The company turned to Swoom, a certified Kubernetes solutions provider and an Amazon partner, for assistance in updating the service mesh.
The challenges
Under the project, the team at Swoom had to address the following issues:
- The lack of documentation in upgrading Istio v1.4 to v1.5 and v1.5 to v1.6 made it difficult to create a clear path for the update process.
- The HR platform was constantly under load, meaning Istio had to be updated without any downtime.
The solution
1. Evaluation
Along with the customer, engineers at Swoom assessed the existing Istio v1.4 service mesh and outlined an update strategy.
Along with the customer, engineers at Swoom assessed the existing Istio v1.4 service mesh and outlined an update strategy.
Without any official documentation for upgrading Istio v1.4 to v1.5 and v1.5 to v1.6, as well as multiple incompatibility issues between versions due to a shift from microservices in v1.4 to a monolithic model in v1.5, our developers opted to bypass v1.5 and upgrade directly to Istio v1.6.
Stage 2. Migration
To ensure a smooth and seamless upgrade, our team performed the update using a canary deployment, a new feature added in Istio v1.6. In this manner, our DevOps experts deployed a new Istio v1.6 control plane that ran in parallel with the existing Istio v1.4 control plane.
While both control planes were up and running, engineers at Swoom were able to shift a portion of the customer’s workloads to the Istio v1.6 control plane and monitor the effects. This process enabled our team to run exhaustive tests and resolve any issues before redirecting all of the company’s traffic to the upgraded control plane. This way, our developers performed the entire upgrade process without experiencing any downtime.
To ensure a smooth and seamless upgrade, our team performed the update using a canary deployment, a new feature added in Istio v1.6. In this manner, our DevOps experts deployed a new Istio v1.6 control plane that ran in parallel with the existing Istio v1.4 control plane.

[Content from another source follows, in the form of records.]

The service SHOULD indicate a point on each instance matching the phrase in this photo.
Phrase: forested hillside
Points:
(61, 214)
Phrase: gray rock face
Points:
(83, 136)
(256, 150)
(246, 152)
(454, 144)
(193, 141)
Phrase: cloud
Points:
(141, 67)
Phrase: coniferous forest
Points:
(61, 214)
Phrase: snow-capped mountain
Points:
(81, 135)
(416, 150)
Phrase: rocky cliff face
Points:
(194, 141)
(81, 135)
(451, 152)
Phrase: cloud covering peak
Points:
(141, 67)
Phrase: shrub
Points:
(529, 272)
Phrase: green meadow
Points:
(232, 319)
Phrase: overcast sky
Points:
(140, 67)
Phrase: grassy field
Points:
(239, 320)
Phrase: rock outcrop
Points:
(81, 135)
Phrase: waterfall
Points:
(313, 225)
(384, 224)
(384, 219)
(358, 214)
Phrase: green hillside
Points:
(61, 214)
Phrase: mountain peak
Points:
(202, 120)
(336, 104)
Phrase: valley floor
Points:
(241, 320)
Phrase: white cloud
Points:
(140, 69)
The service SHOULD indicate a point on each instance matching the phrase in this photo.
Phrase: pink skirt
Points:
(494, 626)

While both control planes were up and running, engineers at Swoom were able to shift a portion of the customer’s workloads to the Istio v1.6 control plane and monitor the effects. This process enabled our team to run exhaustive tests and resolve any issues before redirecting all of the company’s traffic to the upgraded control plane. This way, our developers performed the entire upgrade process without experiencing any downtime.
Stage 3. Training
With the service mesh updated, DevOps experts at Swoom facilitated knowledge transfer with the in-house team. This introduced the customer to Kubernetes best practices, such as creating different namespaces for each team to isolate network resources, adding virtual services for each app to make it easier to troubleshoot errors, etc.

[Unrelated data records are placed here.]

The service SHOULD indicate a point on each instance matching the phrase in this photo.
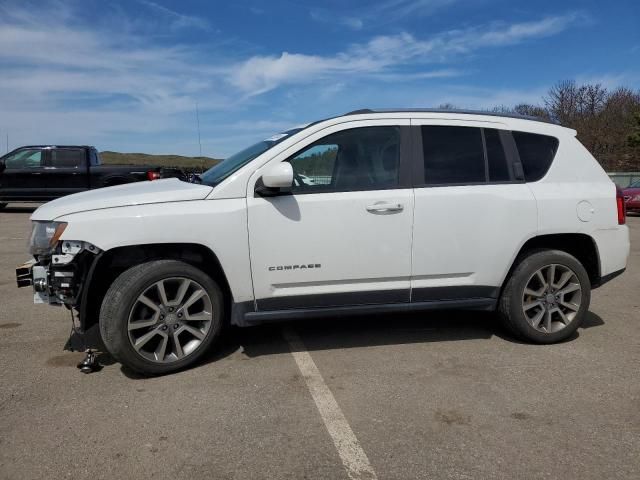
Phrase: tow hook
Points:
(40, 285)
(90, 362)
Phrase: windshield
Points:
(219, 172)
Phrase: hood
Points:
(138, 193)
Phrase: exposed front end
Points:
(59, 269)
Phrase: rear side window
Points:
(536, 153)
(27, 158)
(452, 155)
(67, 157)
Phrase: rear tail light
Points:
(622, 208)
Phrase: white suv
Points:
(373, 211)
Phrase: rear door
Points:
(22, 177)
(67, 171)
(343, 234)
(471, 214)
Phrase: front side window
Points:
(67, 158)
(227, 167)
(452, 155)
(28, 158)
(365, 158)
(536, 153)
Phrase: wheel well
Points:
(579, 245)
(113, 262)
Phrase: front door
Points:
(22, 178)
(343, 234)
(67, 171)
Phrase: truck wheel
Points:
(161, 316)
(546, 298)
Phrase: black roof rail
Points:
(456, 111)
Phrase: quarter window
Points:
(496, 159)
(453, 155)
(536, 153)
(24, 159)
(67, 157)
(366, 158)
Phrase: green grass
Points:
(116, 158)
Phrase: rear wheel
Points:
(546, 297)
(161, 316)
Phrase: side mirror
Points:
(278, 176)
(275, 180)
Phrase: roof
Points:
(454, 111)
(55, 146)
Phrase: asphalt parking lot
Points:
(425, 396)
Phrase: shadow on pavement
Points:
(356, 332)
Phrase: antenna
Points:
(198, 121)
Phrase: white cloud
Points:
(79, 82)
(381, 54)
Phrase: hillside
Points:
(116, 158)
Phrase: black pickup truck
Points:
(45, 172)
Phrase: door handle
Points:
(385, 208)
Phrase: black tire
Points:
(122, 297)
(510, 306)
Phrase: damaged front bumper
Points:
(59, 278)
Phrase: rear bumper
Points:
(613, 249)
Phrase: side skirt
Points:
(256, 318)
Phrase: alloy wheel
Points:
(170, 319)
(552, 298)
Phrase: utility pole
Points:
(198, 121)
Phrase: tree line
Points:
(607, 121)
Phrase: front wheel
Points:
(161, 316)
(546, 298)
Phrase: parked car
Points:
(424, 210)
(45, 172)
(632, 197)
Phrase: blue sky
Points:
(126, 75)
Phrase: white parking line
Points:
(354, 459)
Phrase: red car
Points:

Critically, our team also shared the knowledge and experience the company needed to keep their service mesh up-to-date, enabling them to take advantage of new features and services.
With the service mesh updated, DevOps experts at Swoom facilitated knowledge transfer with the in-house team. This introduced the customer to Kubernetes best practices, such as creating different namespaces for each team to isolate network resources, adding virtual services for each app to make it easier to troubleshoot errors, etc.
Critically, our team also shared the knowledge and experience the company needed to keep their service mesh up-to-date, enabling them to take advantage of new features and services.
The outcome
Partnering with Swoom, the company successfully upgraded its Istio service mesh to v1.6 with zero downtime, while also providing their in-house team with the expertise needed to keep the platform up-do-date. With an updated service mesh, the customer can ensure its HR platform that serves 1,400+ mid-sized companies and processes over $10 billion in payroll annually remain operational and secure. The organization now has the expertise to perform upgrades, develop new services, and enact further improvements by implementing recommendations and best practices shared by Swoom.